The group noted that 77 laws have been promulgated by the junta-appointed National Legislative Assembly without “the consent and participation” of the people. The junta had intervened in or shut down at least 71 seminars or public activities, and more than 1,000 households had been affected by its Forestry Master Plan.
The group said the summoning of at least 751 people since the coup constituted a violation of their rights.

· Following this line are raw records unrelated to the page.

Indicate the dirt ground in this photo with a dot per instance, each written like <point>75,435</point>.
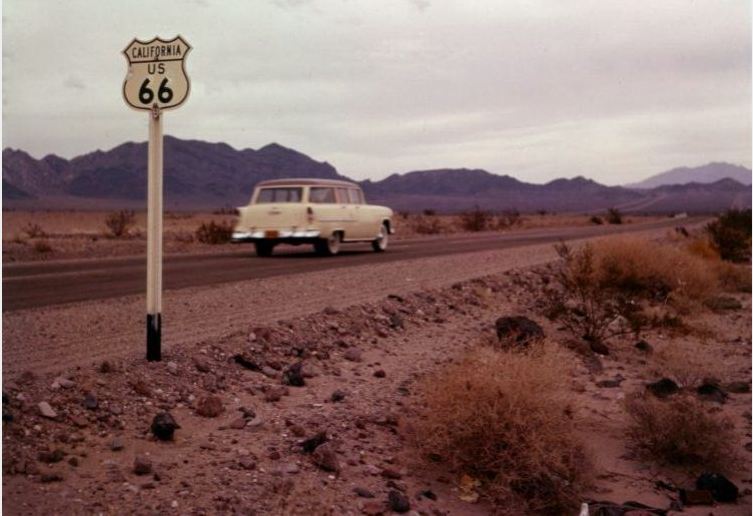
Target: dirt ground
<point>247,425</point>
<point>54,235</point>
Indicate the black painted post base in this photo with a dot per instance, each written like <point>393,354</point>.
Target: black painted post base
<point>154,337</point>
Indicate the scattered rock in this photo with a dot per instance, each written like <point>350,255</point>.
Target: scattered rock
<point>210,406</point>
<point>164,426</point>
<point>324,457</point>
<point>312,443</point>
<point>246,362</point>
<point>90,401</point>
<point>51,457</point>
<point>663,388</point>
<point>363,493</point>
<point>710,391</point>
<point>517,331</point>
<point>46,410</point>
<point>352,354</point>
<point>722,489</point>
<point>202,364</point>
<point>398,502</point>
<point>293,375</point>
<point>696,497</point>
<point>142,465</point>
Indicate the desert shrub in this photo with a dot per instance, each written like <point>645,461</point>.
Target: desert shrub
<point>614,216</point>
<point>42,247</point>
<point>504,419</point>
<point>119,222</point>
<point>476,219</point>
<point>427,225</point>
<point>34,230</point>
<point>731,234</point>
<point>680,432</point>
<point>214,233</point>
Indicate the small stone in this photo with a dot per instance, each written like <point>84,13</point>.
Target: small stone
<point>352,354</point>
<point>142,465</point>
<point>324,457</point>
<point>90,401</point>
<point>46,410</point>
<point>663,388</point>
<point>202,364</point>
<point>363,493</point>
<point>293,375</point>
<point>210,406</point>
<point>164,426</point>
<point>398,502</point>
<point>721,488</point>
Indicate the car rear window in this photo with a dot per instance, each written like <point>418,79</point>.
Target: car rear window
<point>267,195</point>
<point>322,195</point>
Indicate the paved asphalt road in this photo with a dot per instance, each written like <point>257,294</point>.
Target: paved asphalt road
<point>38,284</point>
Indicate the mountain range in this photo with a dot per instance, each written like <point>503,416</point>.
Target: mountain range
<point>202,175</point>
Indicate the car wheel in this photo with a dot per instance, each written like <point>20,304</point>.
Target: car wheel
<point>380,244</point>
<point>328,246</point>
<point>264,248</point>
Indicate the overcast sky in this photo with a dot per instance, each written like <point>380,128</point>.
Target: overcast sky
<point>612,90</point>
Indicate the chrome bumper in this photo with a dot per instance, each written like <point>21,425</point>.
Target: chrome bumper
<point>250,236</point>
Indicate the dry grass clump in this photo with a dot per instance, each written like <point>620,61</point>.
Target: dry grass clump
<point>687,363</point>
<point>680,432</point>
<point>504,419</point>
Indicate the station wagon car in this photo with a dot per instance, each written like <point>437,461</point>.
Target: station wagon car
<point>325,213</point>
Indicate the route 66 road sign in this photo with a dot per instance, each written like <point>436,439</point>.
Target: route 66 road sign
<point>156,76</point>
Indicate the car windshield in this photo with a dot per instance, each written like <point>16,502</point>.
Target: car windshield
<point>268,195</point>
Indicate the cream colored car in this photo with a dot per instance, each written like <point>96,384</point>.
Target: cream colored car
<point>325,213</point>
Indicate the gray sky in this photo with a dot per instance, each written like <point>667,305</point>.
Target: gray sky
<point>612,90</point>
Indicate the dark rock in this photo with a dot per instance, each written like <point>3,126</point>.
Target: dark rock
<point>722,489</point>
<point>293,375</point>
<point>337,396</point>
<point>312,443</point>
<point>696,497</point>
<point>245,362</point>
<point>710,391</point>
<point>398,502</point>
<point>51,457</point>
<point>738,387</point>
<point>352,354</point>
<point>90,401</point>
<point>363,493</point>
<point>142,465</point>
<point>164,426</point>
<point>663,388</point>
<point>324,457</point>
<point>210,406</point>
<point>516,331</point>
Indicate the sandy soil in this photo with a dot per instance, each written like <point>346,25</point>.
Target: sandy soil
<point>54,235</point>
<point>372,343</point>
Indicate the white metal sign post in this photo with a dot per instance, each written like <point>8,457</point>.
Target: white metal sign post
<point>156,81</point>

“The summoning of individuals to report when the individuals do not know the reason they have been summoned, and perhaps not knowing where they have been taken for detention and are unable to contact people outside, plus stipulations that not reporting oneself is a crime and release carries conditions with it, are violations in themselves,” the group said in the report. This contravened the International Covenant on Civil and Political Rights.
NCPO order No.7/2014, which prohibits a political assembly of more than four people, was at times used in combination when forcing those arrested to accept the condition of not carrying out further political activity before being released, the group said.
The lawyers said the use of absolute power under Article 44 of the provisional charter contravened the principles of separation of power and granted the junta leader, General Prayut Chan-o-cha, power without accountability and no guarantee of rights and liberty for those prosecuted under this special power.